Iran watched and learned. They realized that the fixations of the American media could lead to shifts in U.S. policy. They observed how the hostage crisis cost Carter a second term, and they would soon learn that what influenced one administration could be applied to another.

On Oct. 23, 1983, a truck loaded with explosives was driven into a barracks building in Beirut housing U.S. Marines, who were there as part of an international peacekeeping force. The driver died in the suicide attack, as did 241 American military personnel. Eventually, the bomber was identified as a member of an organization called Hezbollah, which was believed to have been funded and trained by members of Iran's Revolutionary Guard Corps. 

By the time even that much was established, Reagan had ordered all U.S. military personnel in Lebanon evacuated to ships of the 6th Fleet, off the coast. A brief time later, those ships received fresh orders and sailed off. There had been no great public support for engagement in Lebanon in the first place, so there was little reaction to the abrupt departure. (The U.S. invasion of Grenada, occurring at the same time, consumed much of the public's attention.) 

Iran saw how a devastating attack could force America out of Lebanon, with little outcry back home and no retaliation for the bombing. And just as hostages had proved useful to Iran during the Carter administration, they would be used again to manipulate the Reagan White House. Dozens of Americans and Europeans were kidnapped in Lebanon and held hostage during the early and mid-1980s. Again, Hezbollah was believed responsible, and Iranian patronage was more firmly established. 

In relatively short order, these tactics would draw the Reagan administration into one of the more bizarre covert negotiations in recent history. Among those kidnapped in Beirut was the CIA's station chief, William Francis Buckley. He was held and tortured for 15 months, and at one point he was reportedly taken to Iran. He died in captivity. Reagan's distress over Buckley's ordeal in particular, and over the fate of other American captives, was a factor behind the Iran-contra affair.


Far from punishing the Iranians, Washington arranged for Israel to sell weapons to Iran. The Israeli stockpiles would be secretly replenished by the United States, which was legally prohibited from selling directly to Iran. In return, Iran would free some hostages. Finally, Iran's payment for the weapons would be used to buy arms for anti-communist forces in Nicaragua, thereby circumventing a congressional ban on sales to the contras there. That was the icing on the cake.

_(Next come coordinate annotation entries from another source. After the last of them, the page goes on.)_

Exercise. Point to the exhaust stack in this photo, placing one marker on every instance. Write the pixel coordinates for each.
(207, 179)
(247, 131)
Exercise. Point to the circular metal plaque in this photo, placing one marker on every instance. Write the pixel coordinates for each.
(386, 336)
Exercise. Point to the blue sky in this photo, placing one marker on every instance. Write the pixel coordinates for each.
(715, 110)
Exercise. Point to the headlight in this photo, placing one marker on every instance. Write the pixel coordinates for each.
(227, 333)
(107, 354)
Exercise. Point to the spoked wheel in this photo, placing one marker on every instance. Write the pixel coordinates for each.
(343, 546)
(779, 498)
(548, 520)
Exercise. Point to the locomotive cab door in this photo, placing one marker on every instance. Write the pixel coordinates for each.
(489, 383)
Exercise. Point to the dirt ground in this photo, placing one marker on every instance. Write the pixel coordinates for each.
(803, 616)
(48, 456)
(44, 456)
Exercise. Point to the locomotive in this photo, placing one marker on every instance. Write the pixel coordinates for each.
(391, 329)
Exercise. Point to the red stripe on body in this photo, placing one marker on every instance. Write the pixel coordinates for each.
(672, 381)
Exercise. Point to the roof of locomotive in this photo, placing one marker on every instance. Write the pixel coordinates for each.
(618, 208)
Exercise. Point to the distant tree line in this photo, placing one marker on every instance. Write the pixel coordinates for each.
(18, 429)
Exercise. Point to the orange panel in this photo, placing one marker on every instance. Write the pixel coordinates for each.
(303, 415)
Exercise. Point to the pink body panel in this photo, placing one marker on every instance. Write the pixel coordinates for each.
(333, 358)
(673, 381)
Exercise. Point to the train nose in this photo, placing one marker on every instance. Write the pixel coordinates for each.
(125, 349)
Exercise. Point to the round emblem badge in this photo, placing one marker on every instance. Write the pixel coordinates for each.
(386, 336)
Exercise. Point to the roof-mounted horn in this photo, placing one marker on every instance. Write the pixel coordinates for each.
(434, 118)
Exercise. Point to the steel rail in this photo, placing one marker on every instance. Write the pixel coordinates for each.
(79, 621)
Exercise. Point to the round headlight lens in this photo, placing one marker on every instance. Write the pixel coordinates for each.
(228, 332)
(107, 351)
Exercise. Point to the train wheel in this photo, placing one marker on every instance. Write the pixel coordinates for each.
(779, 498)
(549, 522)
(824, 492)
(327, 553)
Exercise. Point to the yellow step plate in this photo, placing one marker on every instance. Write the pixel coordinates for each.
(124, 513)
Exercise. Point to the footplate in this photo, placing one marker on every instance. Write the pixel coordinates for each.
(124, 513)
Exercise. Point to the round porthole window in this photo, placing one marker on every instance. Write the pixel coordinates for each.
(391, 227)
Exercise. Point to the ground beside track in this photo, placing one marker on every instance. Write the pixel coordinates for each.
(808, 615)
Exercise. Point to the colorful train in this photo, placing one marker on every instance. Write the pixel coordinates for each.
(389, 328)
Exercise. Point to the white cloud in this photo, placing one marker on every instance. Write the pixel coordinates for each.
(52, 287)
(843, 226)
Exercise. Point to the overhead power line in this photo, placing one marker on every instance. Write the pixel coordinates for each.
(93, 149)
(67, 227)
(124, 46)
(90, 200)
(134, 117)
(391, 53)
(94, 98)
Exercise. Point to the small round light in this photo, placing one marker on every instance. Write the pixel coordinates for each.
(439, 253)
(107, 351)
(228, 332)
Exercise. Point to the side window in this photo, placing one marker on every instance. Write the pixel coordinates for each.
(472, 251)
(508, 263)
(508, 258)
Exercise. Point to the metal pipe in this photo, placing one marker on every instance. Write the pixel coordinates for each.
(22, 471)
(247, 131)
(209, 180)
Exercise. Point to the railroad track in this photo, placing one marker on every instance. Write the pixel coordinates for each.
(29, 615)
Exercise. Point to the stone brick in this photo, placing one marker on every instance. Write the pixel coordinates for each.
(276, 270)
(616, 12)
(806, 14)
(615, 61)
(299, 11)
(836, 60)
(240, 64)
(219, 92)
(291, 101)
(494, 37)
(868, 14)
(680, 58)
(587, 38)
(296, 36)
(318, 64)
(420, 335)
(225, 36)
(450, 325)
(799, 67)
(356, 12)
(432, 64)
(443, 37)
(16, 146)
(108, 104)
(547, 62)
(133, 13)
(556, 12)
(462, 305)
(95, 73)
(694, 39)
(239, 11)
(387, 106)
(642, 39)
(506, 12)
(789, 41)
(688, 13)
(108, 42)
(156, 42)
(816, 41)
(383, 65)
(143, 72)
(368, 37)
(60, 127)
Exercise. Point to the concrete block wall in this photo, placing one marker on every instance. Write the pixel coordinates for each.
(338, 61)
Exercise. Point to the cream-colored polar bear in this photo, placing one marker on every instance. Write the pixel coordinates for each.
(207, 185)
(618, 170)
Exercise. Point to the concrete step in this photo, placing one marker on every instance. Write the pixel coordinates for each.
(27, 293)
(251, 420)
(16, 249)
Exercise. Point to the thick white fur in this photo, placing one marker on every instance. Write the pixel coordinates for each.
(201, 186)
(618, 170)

It was a fiasco. Reagan, whose staunch opposition to communism around the world would lead to the collapse of the Soviet empire, found his administration embroiled in negotiations with the sponsors of Hezbollah. The scheme clearly circumvented U.S. law, and had others in the administration not taken the fall, it could have led to Reagan's impeachment. 

What Iran learned in those years - and we're still absorbing the consequences of those lessons today - is that kidnapping and terrorism are useful weapons against the United States. Ultimately, Reagan's broad-shouldered bravado was no more effective in dealing with Tehran than Carter's mild-mannered diplomacy. 

We've still not found our way. Instead of taking military action against Iran, the United States has twice invaded Iran's bitterest enemy, Iraq. And what Iran couldn't do for itself, George W. Bush did for it: Saddam Hussein is gone, and Tehran's influence in the Persian Gulf is greatly enhanced.

There was every reason to celebrate the release of those 52 Americans on Jan. 20, 1981. But what Iran learned then and has applied in the decades since has been costly for the United States. Here we are, 30 years after what we thought was the conclusion of a crisis, still wondering if the end will ever be in sight.

We were wrong; they were right.


Ted Koppel, who was managing editor of ABC's "Nightline" from 1980 to 2005, is a contributing analyst for "BBC World News America."